Mark Carney told reporters in Ottawa that he did not retract comments he made at the World Economic Forum in Davos, disputing a U.S. claim that he “aggressively” walked them back during a call with President Donald Trump.

Carney said he rolled his eyes at U.S. Treasury Secretary Scott Bessent’s characterization of what happened Monday, when Bessent told Fox News that the Canadian leader had changed course after the phone conversation. “To be absolutely clear, and I said this to the president, I meant what I said in Davos,” Carney said as he arrived for a Cabinet meeting, adding: “Canada was the first country to understand the change in U.S. trade policy that he initiated, and we’re responding to that.”

Carney said the call lasted about half an hour and that he explained Canada’s approach to China to Trump. He said, “I explained to him our arrangement with China. I explained to him what we’re doing — 12 new deals, four continents, in six months,” and that Trump “was impressed.”

The dispute comes after Carney used his Davos remarks to condemn economic coercion by great powers toward smaller countries, without naming Trump. Those comments drew praise and attention at the meeting, including attention that Carney’s remarks upstaged Trump at Davos. In Parliament on Tuesday, Carney also said: “The world has changed, Washington has changed. There is almost nothing normal in the U.S. now and that’s the truth,” speaking in French.

Carney’s response was also aimed at a broader set of tensions between Canada and Trump. Trump threatened this past weekend to impose a 100% tariff on goods imported from Canada if Canada proceeded with a trade deal with Beijing, though Carney said Canada has no interest in negotiating a comprehensive trade deal with China. Carney said he plans to travel to India, Australia and other countries to diversify trade away from the United States, which takes more than 75% of Canada’s exports.

Carney said his recent agreement with China cuts tariffs that were recently imposed on a few sectors, positioning the effort as selective rather than a wholesale shift. The AP report also cited Canada’s minister responsible for Canada-U.S. trade, Dominic LeBlanc, who compared Canada’s China arrangement to a past Trump deal with Chinese leader Xi Jinping in South Korea last summer that involved U.S. tariff cuts alongside changes that allowed rare earth exports and resumed paused purchases of U.S. soy.

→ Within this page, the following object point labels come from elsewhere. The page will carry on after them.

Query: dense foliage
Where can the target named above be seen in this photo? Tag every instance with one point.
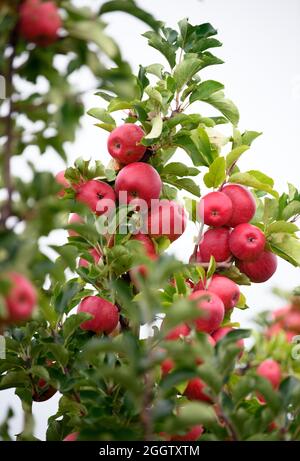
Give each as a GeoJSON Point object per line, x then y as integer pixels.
{"type": "Point", "coordinates": [115, 383]}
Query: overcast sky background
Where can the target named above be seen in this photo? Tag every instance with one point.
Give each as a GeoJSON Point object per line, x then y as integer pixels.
{"type": "Point", "coordinates": [261, 74]}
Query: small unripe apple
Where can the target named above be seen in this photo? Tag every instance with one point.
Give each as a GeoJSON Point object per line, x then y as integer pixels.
{"type": "Point", "coordinates": [227, 290]}
{"type": "Point", "coordinates": [124, 143]}
{"type": "Point", "coordinates": [270, 370]}
{"type": "Point", "coordinates": [247, 242]}
{"type": "Point", "coordinates": [215, 242]}
{"type": "Point", "coordinates": [243, 204]}
{"type": "Point", "coordinates": [95, 253]}
{"type": "Point", "coordinates": [98, 196]}
{"type": "Point", "coordinates": [71, 437]}
{"type": "Point", "coordinates": [195, 390]}
{"type": "Point", "coordinates": [138, 181]}
{"type": "Point", "coordinates": [166, 218]}
{"type": "Point", "coordinates": [39, 22]}
{"type": "Point", "coordinates": [221, 332]}
{"type": "Point", "coordinates": [215, 209]}
{"type": "Point", "coordinates": [21, 298]}
{"type": "Point", "coordinates": [61, 180]}
{"type": "Point", "coordinates": [105, 314]}
{"type": "Point", "coordinates": [212, 310]}
{"type": "Point", "coordinates": [261, 269]}
{"type": "Point", "coordinates": [74, 218]}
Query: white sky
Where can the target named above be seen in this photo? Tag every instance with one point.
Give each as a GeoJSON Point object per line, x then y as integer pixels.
{"type": "Point", "coordinates": [261, 74]}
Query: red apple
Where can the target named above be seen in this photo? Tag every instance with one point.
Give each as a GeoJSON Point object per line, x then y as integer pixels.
{"type": "Point", "coordinates": [191, 436]}
{"type": "Point", "coordinates": [215, 242]}
{"type": "Point", "coordinates": [227, 290]}
{"type": "Point", "coordinates": [195, 390]}
{"type": "Point", "coordinates": [138, 181]}
{"type": "Point", "coordinates": [215, 209]}
{"type": "Point", "coordinates": [124, 143]}
{"type": "Point", "coordinates": [221, 332]}
{"type": "Point", "coordinates": [21, 298]}
{"type": "Point", "coordinates": [71, 437]}
{"type": "Point", "coordinates": [39, 21]}
{"type": "Point", "coordinates": [74, 218]}
{"type": "Point", "coordinates": [247, 242]}
{"type": "Point", "coordinates": [61, 180]}
{"type": "Point", "coordinates": [166, 218]}
{"type": "Point", "coordinates": [98, 196]}
{"type": "Point", "coordinates": [270, 370]}
{"type": "Point", "coordinates": [105, 314]}
{"type": "Point", "coordinates": [261, 269]}
{"type": "Point", "coordinates": [212, 310]}
{"type": "Point", "coordinates": [95, 253]}
{"type": "Point", "coordinates": [243, 204]}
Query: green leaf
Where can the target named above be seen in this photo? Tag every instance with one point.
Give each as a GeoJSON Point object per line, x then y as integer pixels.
{"type": "Point", "coordinates": [281, 226]}
{"type": "Point", "coordinates": [225, 106]}
{"type": "Point", "coordinates": [93, 31]}
{"type": "Point", "coordinates": [118, 104]}
{"type": "Point", "coordinates": [249, 136]}
{"type": "Point", "coordinates": [179, 169]}
{"type": "Point", "coordinates": [132, 9]}
{"type": "Point", "coordinates": [101, 114]}
{"type": "Point", "coordinates": [216, 174]}
{"type": "Point", "coordinates": [292, 209]}
{"type": "Point", "coordinates": [163, 46]}
{"type": "Point", "coordinates": [183, 183]}
{"type": "Point", "coordinates": [183, 139]}
{"type": "Point", "coordinates": [286, 246]}
{"type": "Point", "coordinates": [204, 90]}
{"type": "Point", "coordinates": [247, 179]}
{"type": "Point", "coordinates": [234, 155]}
{"type": "Point", "coordinates": [156, 129]}
{"type": "Point", "coordinates": [73, 322]}
{"type": "Point", "coordinates": [185, 70]}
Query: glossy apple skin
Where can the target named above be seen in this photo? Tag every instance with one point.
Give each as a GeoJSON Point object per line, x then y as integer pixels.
{"type": "Point", "coordinates": [105, 315]}
{"type": "Point", "coordinates": [71, 437]}
{"type": "Point", "coordinates": [215, 242]}
{"type": "Point", "coordinates": [124, 143]}
{"type": "Point", "coordinates": [98, 196]}
{"type": "Point", "coordinates": [138, 181]}
{"type": "Point", "coordinates": [195, 390]}
{"type": "Point", "coordinates": [212, 310]}
{"type": "Point", "coordinates": [270, 370]}
{"type": "Point", "coordinates": [247, 242]}
{"type": "Point", "coordinates": [166, 218]}
{"type": "Point", "coordinates": [191, 436]}
{"type": "Point", "coordinates": [227, 290]}
{"type": "Point", "coordinates": [39, 22]}
{"type": "Point", "coordinates": [61, 180]}
{"type": "Point", "coordinates": [21, 298]}
{"type": "Point", "coordinates": [215, 209]}
{"type": "Point", "coordinates": [96, 255]}
{"type": "Point", "coordinates": [261, 269]}
{"type": "Point", "coordinates": [243, 204]}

The developing trade conflict sits alongside other frictions that have added to alarm in Ottawa, including Trump’s Greenland push. The AP report said the pressure strained the NATO alliance and that Canada shares a 3,000-kilometer maritime border with Greenland in the Arctic. It also said Trump has suggested Canada could be absorbed into the United States and posted an altered image showing Canada, Venezuela, Greenland and Cuba as part of its territory.

Carney also said he raised issues beyond trade in the Trump call, including Ukraine, Venezuela and Arctic security. Bessent, speaking on Fox News, argued that Canada is fundamentally tied to the United States and said Canada should stop what he described as Carney’s “globalist agenda,” adding: “Of course, Canada depends on the U.S. … There’s much more north-south trade than there could ever be east-west trade.”

Carney said the United States-Mexico-Canada Agreement is up for renewal this year and set a goal for Canada to double its non-U.S. exports in the next decade. He also described himself in Davos as part of a movement to link up countries that seek to counter the United States under Trump, saying in his speech: “Middle powers must act together because if you are not at the table, you are on the menu.”

Bessent’s statement and Carney’s response leave both governments grappling with how far Trump is willing to use tariffs to steer Canada’s trade choices as Carney presses to build new commercial partnerships elsewhere.